Right-handers Drew Carpenter (5-1, 1.79 at Lehigh Valley), Justin DeFratus (2-3, 3.79 at Lehigh Valley) and Scott Mathieson (2-2, 3.00 at Lehigh Valley) are all on the 40-man roster and will get a look. Carpenter and Mathieson have pitched in the majors before with mixed to failing results and a trip to Philadelphia would be the first for DeFratus, who is one of the up-and-coming relievers in the organization.

Another potential bullpen addition would be Joe Blanton, who is currently on the 60-day DL. The downside to activating Blanton, who threw a bullpen session the other day, is that it means someone else would have to be dropped from the 40-man roster, which is currently full. Veteran right-hander Dave Bush (1-1, 2.65) has made three starts with the Lehigh Valley IronPigs and might be an interesting addition to the bullpen, should the Phillies decide his veteran status would be a big help for the club.

As for position players, veteran Pete Orr will likely rejoin the Phillies for the stretch run and infielder Kevin Frandsen and outfielder Delwyn Young - neither of whom are on the 40-man roster - will at least get a little consideration. Needing a left-handed power bat, Brandon Moss (.268/.364/.510 at Lehigh Valley) could be an option. Moss has launched 23 home runs and driven in 77 for Lehigh Valley. Like Frandsen and Young though, Moss is not on the 40-man roster.

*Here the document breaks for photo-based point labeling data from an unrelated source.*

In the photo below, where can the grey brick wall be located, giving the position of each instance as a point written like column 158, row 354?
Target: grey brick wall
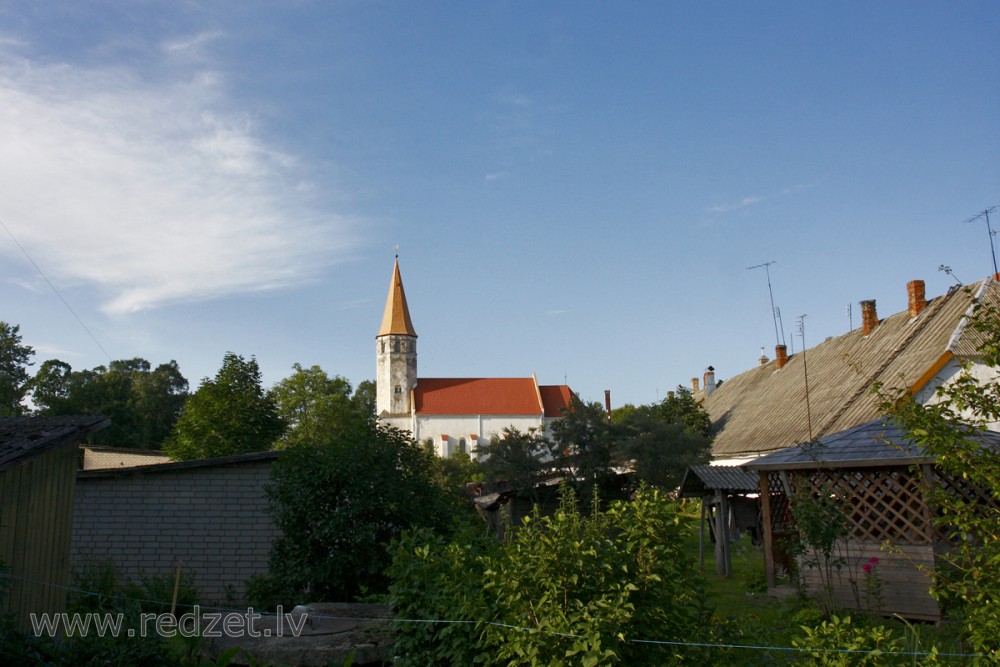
column 215, row 519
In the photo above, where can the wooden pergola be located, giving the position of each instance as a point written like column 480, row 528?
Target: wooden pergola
column 718, row 487
column 879, row 475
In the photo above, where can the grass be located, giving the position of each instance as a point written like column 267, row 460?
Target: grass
column 743, row 613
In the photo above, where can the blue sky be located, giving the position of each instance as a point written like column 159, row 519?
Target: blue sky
column 576, row 188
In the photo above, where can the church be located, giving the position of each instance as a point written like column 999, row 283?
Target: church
column 454, row 414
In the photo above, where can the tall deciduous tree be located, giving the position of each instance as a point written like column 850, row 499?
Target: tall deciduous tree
column 15, row 357
column 142, row 402
column 340, row 502
column 312, row 404
column 229, row 414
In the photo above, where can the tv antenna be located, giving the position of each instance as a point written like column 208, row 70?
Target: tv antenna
column 801, row 330
column 985, row 213
column 775, row 313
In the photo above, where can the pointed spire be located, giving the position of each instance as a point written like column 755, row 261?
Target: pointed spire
column 396, row 319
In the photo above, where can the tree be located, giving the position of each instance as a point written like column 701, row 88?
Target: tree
column 340, row 502
column 968, row 584
column 571, row 588
column 143, row 403
column 15, row 357
column 583, row 441
column 660, row 450
column 227, row 415
column 515, row 459
column 312, row 404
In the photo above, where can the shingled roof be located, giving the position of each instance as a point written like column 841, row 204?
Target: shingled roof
column 878, row 442
column 23, row 438
column 764, row 409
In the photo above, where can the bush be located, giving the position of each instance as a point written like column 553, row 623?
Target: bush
column 572, row 588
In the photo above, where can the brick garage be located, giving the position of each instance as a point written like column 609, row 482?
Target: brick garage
column 211, row 514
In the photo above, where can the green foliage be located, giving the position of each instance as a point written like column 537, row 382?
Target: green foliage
column 566, row 589
column 143, row 403
column 967, row 584
column 839, row 643
column 657, row 441
column 515, row 459
column 230, row 414
column 340, row 503
column 15, row 357
column 312, row 404
column 821, row 523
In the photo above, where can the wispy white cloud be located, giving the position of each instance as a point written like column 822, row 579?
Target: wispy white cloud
column 743, row 203
column 153, row 192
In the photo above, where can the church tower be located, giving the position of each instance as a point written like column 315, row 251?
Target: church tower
column 395, row 354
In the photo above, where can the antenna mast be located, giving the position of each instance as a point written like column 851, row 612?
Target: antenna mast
column 779, row 339
column 805, row 371
column 985, row 213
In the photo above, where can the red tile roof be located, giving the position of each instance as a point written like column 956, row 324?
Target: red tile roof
column 488, row 396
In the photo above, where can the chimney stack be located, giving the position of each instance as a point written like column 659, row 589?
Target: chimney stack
column 709, row 379
column 915, row 294
column 869, row 318
column 781, row 355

That brings us to the two most interesting choices: Domonic Brown and Freddy Galvis.

Not too long ago, it would have been tough to figure Domonic Brown not getting a September call-up. Now though, there is nothing definite about it. With Brown hitting just .231 (21-for-91) since his return to Lehigh Valley in late July, Brown hasn't cemented a spot on the Phillies late-season roster. Unfortunately, it looks more and more like Brown is developing an annual "mental exhaustion" phase. For the first time in his minor league career, Brown was booed by hometown fans Monday night in Lehigh Valley. Brown made numerous defensive miscues and went 0-for-6 with four strikeouts in the IronPigs double-header sweep at the hands of the Syracuse Chiefs. Brown appears to be in that same place where he was late last season when he literally looked like a stranger to a baseball field. On Monday night, Brown was officially only charged with one error, but had at least two other misplays defensively. Amaro has already said that he believes Brown needs a mental break and that he definitely won't be playing in the Arizona Fall League or in winter ball during the off-season. It's possible that he won't be playing after the IronPigs season ends, either.

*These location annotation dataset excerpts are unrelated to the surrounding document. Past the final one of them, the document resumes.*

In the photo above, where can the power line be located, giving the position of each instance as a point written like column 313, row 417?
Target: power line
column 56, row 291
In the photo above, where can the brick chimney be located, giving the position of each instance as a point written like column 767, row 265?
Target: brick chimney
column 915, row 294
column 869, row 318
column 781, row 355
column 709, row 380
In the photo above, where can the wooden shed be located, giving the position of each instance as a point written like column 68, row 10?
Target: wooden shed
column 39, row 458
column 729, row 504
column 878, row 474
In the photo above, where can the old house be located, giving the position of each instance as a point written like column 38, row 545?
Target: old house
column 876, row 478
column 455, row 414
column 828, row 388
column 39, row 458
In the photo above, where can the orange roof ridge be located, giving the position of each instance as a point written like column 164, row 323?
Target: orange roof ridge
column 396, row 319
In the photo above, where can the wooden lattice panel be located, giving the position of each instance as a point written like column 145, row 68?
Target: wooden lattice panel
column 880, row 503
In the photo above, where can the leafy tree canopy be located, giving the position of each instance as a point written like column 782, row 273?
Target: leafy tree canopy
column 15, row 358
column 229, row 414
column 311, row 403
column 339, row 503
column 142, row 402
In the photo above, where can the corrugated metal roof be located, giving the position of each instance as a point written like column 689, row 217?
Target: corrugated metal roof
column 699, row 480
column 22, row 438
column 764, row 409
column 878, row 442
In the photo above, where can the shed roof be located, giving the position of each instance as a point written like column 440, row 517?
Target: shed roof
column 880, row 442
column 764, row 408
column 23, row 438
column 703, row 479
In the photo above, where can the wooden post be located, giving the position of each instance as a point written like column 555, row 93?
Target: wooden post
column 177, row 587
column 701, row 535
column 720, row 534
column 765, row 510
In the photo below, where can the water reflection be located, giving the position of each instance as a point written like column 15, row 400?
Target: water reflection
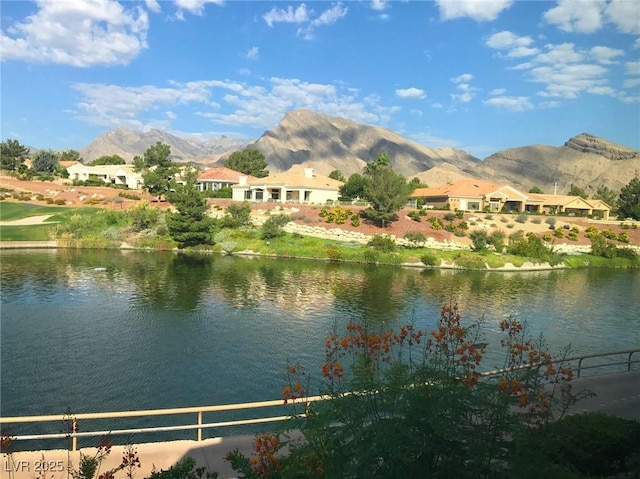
column 158, row 329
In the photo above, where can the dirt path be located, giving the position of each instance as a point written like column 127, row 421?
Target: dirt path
column 29, row 221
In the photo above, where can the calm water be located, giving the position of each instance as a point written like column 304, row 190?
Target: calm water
column 158, row 330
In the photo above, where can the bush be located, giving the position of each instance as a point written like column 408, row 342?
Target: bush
column 371, row 256
column 435, row 223
column 382, row 243
column 479, row 240
column 415, row 238
column 429, row 259
column 333, row 253
column 272, row 228
column 144, row 216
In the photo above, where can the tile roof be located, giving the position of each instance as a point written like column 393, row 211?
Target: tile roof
column 222, row 173
column 295, row 177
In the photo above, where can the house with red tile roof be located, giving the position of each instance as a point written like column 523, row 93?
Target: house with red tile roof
column 481, row 195
column 215, row 178
column 299, row 184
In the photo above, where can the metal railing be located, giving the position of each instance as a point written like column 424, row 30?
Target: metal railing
column 74, row 419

And finally, what do we do with Freddy Galvis? The only real issue with Galvis was his offense, but since being promoted to Lehigh Valley, Galvis is hitting .313 (30-for-96) in 26 games with the IronPigs. His defense, which has always been strong, but faltered from time-to-time this season at Double-A Reading has been nothing short of stellar. At just 21, there is no reason to rush Galvis and 26 games doesn't make him Ted Williams, but he's playing very well and might be in line for a September cup of coffee with the Phillies.

Galvis' situation is especially interesting because of Jimmy Rollins' situation. Rollins, a fan favorite in Philly, is on the DL and will likely be out another ten days to two weeks. After that, there is the expiring contract that Rollins holds that becomes an even bigger question mark. Do the Phillies bring Galvis up for a look or at least just to let him hang around major leaguers for a while this September, or do they avoid igniting a potential controversy and just let him go into winter ball without a tour of Citizens Bank Park?

Here's our final list of roster additions - as we see it - for the Phillies final stretch:

Before the IronPigs season is over: Juan Perez and possibly, Pete Orr.

When the IronPigs season ends: Scott Mathieson, Joe Savery, Erik Kratz and Brandon Moss.